Voskamp catalogues them:  
"37. Windmills droning in day's last breeze
38. Wool sweaters with turtleneck collars
39. Faint aroma or cattle and straw"

My current list is a bit more urban:

the song of the bird outside the window, 
the smell of the coffee in the am, 
the feeling of clean sheets, 
the gift of a good night sleep, 
the ability to breathe deeply,
listing to Anthony talk & sing to himself while he sweeps the garage

Voskamp says that when we take the time to stop and be thankful for the little things, joy is the natural extension, the reward from our Father.  It is His "your welcome" to our "thank you".
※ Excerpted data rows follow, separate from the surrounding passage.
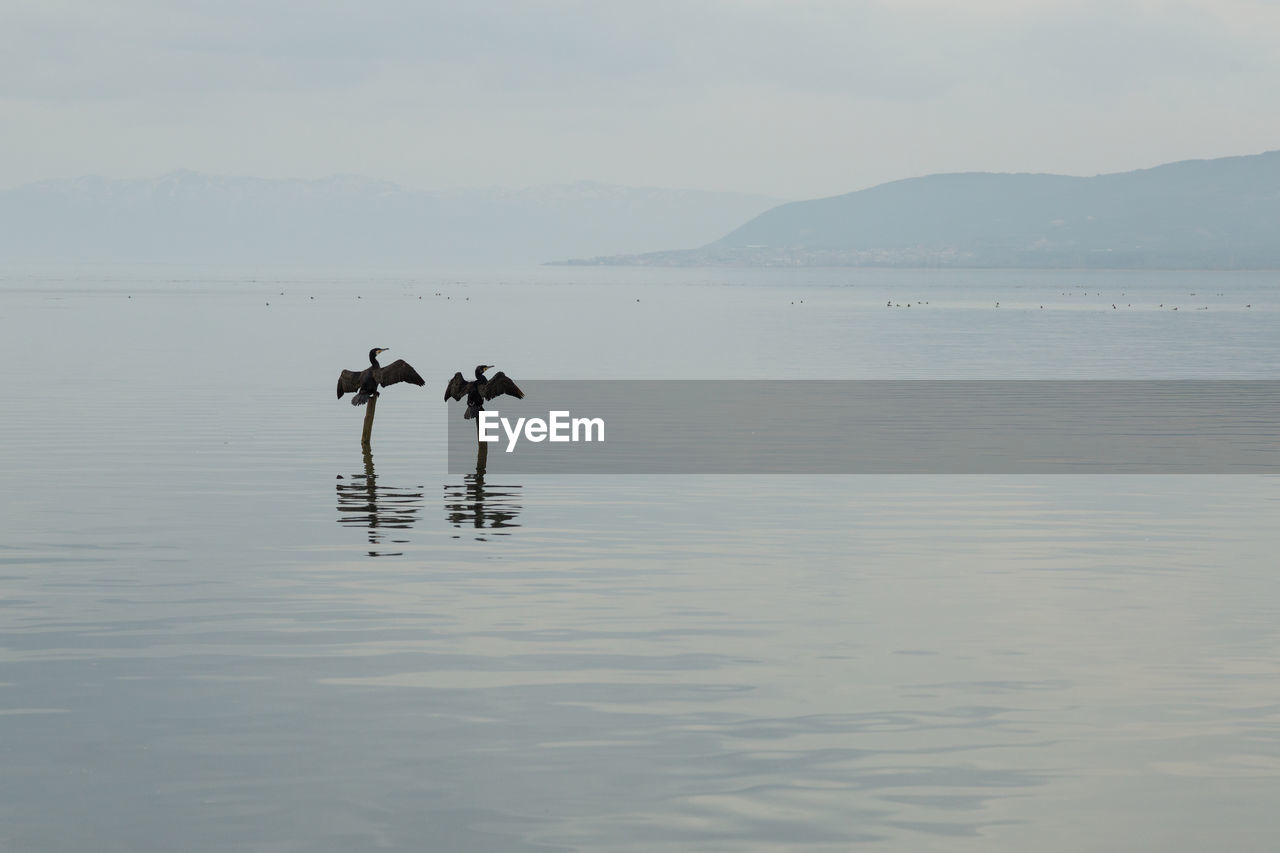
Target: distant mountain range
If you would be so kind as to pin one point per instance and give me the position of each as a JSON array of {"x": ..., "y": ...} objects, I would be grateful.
[
  {"x": 187, "y": 217},
  {"x": 1205, "y": 214}
]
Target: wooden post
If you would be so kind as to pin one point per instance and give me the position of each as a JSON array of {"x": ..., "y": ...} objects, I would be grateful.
[
  {"x": 481, "y": 456},
  {"x": 370, "y": 407}
]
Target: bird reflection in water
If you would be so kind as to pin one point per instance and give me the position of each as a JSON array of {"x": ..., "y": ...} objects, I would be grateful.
[
  {"x": 379, "y": 509},
  {"x": 488, "y": 510}
]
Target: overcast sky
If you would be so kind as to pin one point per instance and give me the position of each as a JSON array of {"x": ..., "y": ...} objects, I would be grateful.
[{"x": 792, "y": 99}]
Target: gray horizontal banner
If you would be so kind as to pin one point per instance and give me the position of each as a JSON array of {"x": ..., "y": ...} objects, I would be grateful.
[{"x": 874, "y": 427}]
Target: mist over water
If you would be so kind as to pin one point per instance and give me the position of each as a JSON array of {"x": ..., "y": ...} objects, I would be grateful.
[{"x": 224, "y": 625}]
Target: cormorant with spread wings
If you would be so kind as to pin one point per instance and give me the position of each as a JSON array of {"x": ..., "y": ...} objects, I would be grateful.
[
  {"x": 365, "y": 383},
  {"x": 481, "y": 389}
]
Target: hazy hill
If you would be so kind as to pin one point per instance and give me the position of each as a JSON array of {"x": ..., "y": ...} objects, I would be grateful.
[
  {"x": 186, "y": 217},
  {"x": 1193, "y": 214}
]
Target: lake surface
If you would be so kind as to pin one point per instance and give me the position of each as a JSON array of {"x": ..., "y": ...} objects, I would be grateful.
[{"x": 224, "y": 626}]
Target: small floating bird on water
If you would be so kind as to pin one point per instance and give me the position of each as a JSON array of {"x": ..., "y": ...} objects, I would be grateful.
[
  {"x": 480, "y": 389},
  {"x": 365, "y": 382}
]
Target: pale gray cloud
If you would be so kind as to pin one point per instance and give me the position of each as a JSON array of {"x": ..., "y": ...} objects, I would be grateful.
[{"x": 787, "y": 97}]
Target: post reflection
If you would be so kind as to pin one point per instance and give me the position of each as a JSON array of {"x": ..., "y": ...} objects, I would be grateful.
[
  {"x": 488, "y": 510},
  {"x": 382, "y": 510}
]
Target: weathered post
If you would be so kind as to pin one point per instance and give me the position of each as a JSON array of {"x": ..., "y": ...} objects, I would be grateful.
[
  {"x": 481, "y": 455},
  {"x": 370, "y": 407}
]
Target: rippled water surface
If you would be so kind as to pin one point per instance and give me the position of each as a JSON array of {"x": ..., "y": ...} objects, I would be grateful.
[{"x": 224, "y": 626}]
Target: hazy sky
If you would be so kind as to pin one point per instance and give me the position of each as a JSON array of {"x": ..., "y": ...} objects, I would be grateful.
[{"x": 794, "y": 99}]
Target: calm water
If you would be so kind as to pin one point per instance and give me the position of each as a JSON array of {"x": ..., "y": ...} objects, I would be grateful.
[{"x": 223, "y": 626}]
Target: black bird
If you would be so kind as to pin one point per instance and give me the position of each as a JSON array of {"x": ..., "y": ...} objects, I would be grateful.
[
  {"x": 365, "y": 382},
  {"x": 481, "y": 389}
]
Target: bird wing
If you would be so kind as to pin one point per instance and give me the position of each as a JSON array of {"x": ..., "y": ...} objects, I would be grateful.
[
  {"x": 502, "y": 384},
  {"x": 348, "y": 382},
  {"x": 398, "y": 370},
  {"x": 457, "y": 388}
]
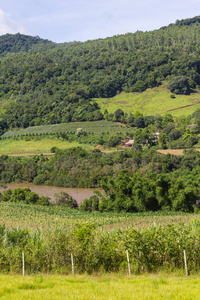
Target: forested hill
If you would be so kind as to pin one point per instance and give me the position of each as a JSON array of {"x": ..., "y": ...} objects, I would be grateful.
[
  {"x": 56, "y": 84},
  {"x": 14, "y": 43}
]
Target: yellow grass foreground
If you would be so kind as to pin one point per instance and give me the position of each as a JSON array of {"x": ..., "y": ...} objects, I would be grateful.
[{"x": 108, "y": 287}]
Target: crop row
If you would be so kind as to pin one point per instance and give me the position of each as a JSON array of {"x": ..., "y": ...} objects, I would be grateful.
[{"x": 95, "y": 250}]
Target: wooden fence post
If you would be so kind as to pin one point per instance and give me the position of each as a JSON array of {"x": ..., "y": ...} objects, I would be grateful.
[
  {"x": 72, "y": 264},
  {"x": 129, "y": 267},
  {"x": 23, "y": 264},
  {"x": 185, "y": 260}
]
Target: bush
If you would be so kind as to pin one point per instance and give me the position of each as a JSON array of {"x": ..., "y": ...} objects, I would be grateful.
[
  {"x": 64, "y": 199},
  {"x": 91, "y": 204},
  {"x": 179, "y": 85}
]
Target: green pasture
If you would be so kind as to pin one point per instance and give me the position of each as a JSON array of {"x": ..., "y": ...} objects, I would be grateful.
[
  {"x": 102, "y": 287},
  {"x": 95, "y": 127},
  {"x": 23, "y": 147},
  {"x": 43, "y": 217},
  {"x": 152, "y": 101}
]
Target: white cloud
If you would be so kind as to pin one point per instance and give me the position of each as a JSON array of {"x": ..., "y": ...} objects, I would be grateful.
[{"x": 7, "y": 25}]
This is such a great example to set for our children. There are a dozen things I pray my children will grow to be - one of them is grateful.  Since virtues are caught - not taught- my living with a grateful and joyful spirit is the best way to give them a shot at being thankful themselves.  So my new strategy for being more joyful is to be more thankful and to look for ways to say "yes" to the kids in a way that inspires playfulness and a more youthful heart for myself without adding drudgery to my day.

It is important to connect with the kids 1:1 so I have found little ways to connect regularly with each of them that is not necessarily play related.  Gardening with the kids, painting finger nails, having our weekly lunch dates, snuggle time, story times whatever -  Leaving me with good quality time with them (and only an occasional tea party).


So this Mother's Day weekend I commit that when I read them stories I will use the silly voices, I will treat them to snack time at Mamacita's Restaurant (when we make-believe my kitchen is a fine dining establishment), I will tickle them, I will hug them, I will play Hide and Seek.   I will stop and take some time to be grateful and thankful that they WANT me in their lives now.  I will give extra thanks out loud each night during prayer time for those specific blessings of the day that have touched my heart.  I don't have to play dolls or build LEGOs with them in order to live a more joyful & playful life -  and that is one more thing for which I am thankful!